Friday, April 01, 2005

News from that other housing GSE

The Cranky Economist has been fascinated by management woes at Fannie Mae for months now. Not only is it a captivating business story, but it's a classic Washington scandal-in-the-making, too. It's all there -- dodgy accounting, fat-cat executives, political connections. Who could ask for more?

But there is another housing GSE (government-sponsored enterprise) that has had a scandal of its own. In 2002, Freddie Mac announced that, thanks to antiquated accounting procedures, it wasn't sure exactly what its earnings were. This was a much more boring scandal, since it seemed to stem more from incompetence than from crass criminality tinged with venality. And in this town, incompetence isn't exactly a rare commodity.

All of which serves as a prelude to the news (from AP via Yahoo! News) that Freddie's 2004 profits took a major hit. A look at exactly why 2004 results were so dismal suggests that the loss could augur well for the future.

Why is that, you ask? Because a lot of the drop in profits arises from two factors: Increasing capital reserves to acceptable levels, and, less significantly, putting the finishing touches on a brand-spanking-new accounting system that will soon allow Freddie to file statements on time for the first time in three years. This, in the GSE world, is what passes for progress.

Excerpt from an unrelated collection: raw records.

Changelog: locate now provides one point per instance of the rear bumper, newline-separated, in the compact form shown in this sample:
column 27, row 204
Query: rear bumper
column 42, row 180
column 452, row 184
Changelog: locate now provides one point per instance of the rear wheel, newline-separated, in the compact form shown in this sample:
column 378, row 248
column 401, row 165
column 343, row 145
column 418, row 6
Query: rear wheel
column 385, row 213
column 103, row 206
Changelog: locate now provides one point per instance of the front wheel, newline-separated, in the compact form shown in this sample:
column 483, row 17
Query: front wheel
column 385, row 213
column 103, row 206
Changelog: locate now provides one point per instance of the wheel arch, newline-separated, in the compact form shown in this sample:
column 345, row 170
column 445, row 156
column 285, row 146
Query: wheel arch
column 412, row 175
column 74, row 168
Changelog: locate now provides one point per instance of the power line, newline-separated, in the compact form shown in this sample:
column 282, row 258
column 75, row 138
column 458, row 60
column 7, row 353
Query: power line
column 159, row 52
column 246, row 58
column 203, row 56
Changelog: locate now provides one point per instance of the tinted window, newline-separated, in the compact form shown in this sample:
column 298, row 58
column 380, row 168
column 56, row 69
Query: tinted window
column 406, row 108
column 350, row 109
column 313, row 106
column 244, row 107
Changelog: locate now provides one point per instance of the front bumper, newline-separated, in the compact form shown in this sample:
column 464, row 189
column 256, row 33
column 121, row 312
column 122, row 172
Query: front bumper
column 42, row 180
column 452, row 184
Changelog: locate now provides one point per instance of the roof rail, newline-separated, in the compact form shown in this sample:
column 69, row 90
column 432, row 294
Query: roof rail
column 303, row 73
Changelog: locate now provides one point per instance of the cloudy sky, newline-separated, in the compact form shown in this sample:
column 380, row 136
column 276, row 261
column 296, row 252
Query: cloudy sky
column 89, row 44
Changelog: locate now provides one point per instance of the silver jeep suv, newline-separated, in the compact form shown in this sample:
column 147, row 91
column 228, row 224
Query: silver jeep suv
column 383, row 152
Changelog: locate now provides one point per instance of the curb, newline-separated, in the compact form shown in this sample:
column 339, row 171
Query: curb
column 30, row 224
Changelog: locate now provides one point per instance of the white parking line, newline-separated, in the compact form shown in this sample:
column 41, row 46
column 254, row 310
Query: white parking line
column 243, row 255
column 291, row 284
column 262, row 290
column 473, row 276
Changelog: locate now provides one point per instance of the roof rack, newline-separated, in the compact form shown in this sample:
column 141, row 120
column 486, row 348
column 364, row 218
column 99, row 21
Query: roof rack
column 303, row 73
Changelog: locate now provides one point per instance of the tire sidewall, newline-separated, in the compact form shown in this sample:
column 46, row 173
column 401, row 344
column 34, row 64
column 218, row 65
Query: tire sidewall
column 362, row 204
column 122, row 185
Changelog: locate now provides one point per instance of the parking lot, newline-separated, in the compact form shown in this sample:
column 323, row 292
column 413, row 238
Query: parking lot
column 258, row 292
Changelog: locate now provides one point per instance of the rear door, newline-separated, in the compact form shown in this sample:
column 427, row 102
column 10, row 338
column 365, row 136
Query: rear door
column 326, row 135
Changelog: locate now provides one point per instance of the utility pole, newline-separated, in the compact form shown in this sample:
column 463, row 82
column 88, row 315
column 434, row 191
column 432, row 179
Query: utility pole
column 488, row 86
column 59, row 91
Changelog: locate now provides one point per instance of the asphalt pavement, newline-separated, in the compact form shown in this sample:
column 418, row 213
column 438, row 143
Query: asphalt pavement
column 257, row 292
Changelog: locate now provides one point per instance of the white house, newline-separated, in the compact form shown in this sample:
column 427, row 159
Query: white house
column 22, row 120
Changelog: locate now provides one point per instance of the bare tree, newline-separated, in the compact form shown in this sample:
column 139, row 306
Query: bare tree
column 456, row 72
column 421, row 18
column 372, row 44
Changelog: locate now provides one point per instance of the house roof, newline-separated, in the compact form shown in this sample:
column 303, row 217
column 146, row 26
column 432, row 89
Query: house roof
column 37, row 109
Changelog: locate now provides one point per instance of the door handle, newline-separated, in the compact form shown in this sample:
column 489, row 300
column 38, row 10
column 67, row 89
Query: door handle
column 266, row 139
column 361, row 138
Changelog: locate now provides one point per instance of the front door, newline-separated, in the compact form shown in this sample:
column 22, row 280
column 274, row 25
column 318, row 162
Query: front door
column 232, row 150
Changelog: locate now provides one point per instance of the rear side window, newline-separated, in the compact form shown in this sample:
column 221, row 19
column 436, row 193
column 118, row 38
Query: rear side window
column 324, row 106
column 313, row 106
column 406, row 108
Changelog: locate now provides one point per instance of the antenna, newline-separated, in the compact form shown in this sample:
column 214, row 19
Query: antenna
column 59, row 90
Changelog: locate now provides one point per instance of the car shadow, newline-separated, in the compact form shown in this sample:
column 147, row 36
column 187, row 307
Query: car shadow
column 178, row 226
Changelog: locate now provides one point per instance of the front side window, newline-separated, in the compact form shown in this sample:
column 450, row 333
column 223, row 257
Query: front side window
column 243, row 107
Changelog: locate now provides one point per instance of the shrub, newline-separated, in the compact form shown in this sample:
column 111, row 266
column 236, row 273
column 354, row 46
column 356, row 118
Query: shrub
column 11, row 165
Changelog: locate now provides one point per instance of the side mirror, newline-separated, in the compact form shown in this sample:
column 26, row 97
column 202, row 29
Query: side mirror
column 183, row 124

The long and the short of it is that Freddie appears to be cleaning up its act, and will probably return to some semblance of normalcy towards the end of calendar 2005. Which I suppose is good news. In a perfect world, Fannie and Freddie would both be privatized. But in the meantime, it's not unreasonable to hope that they would behave themselves like real, responsible companies. Freddie, at least, seems to be trying.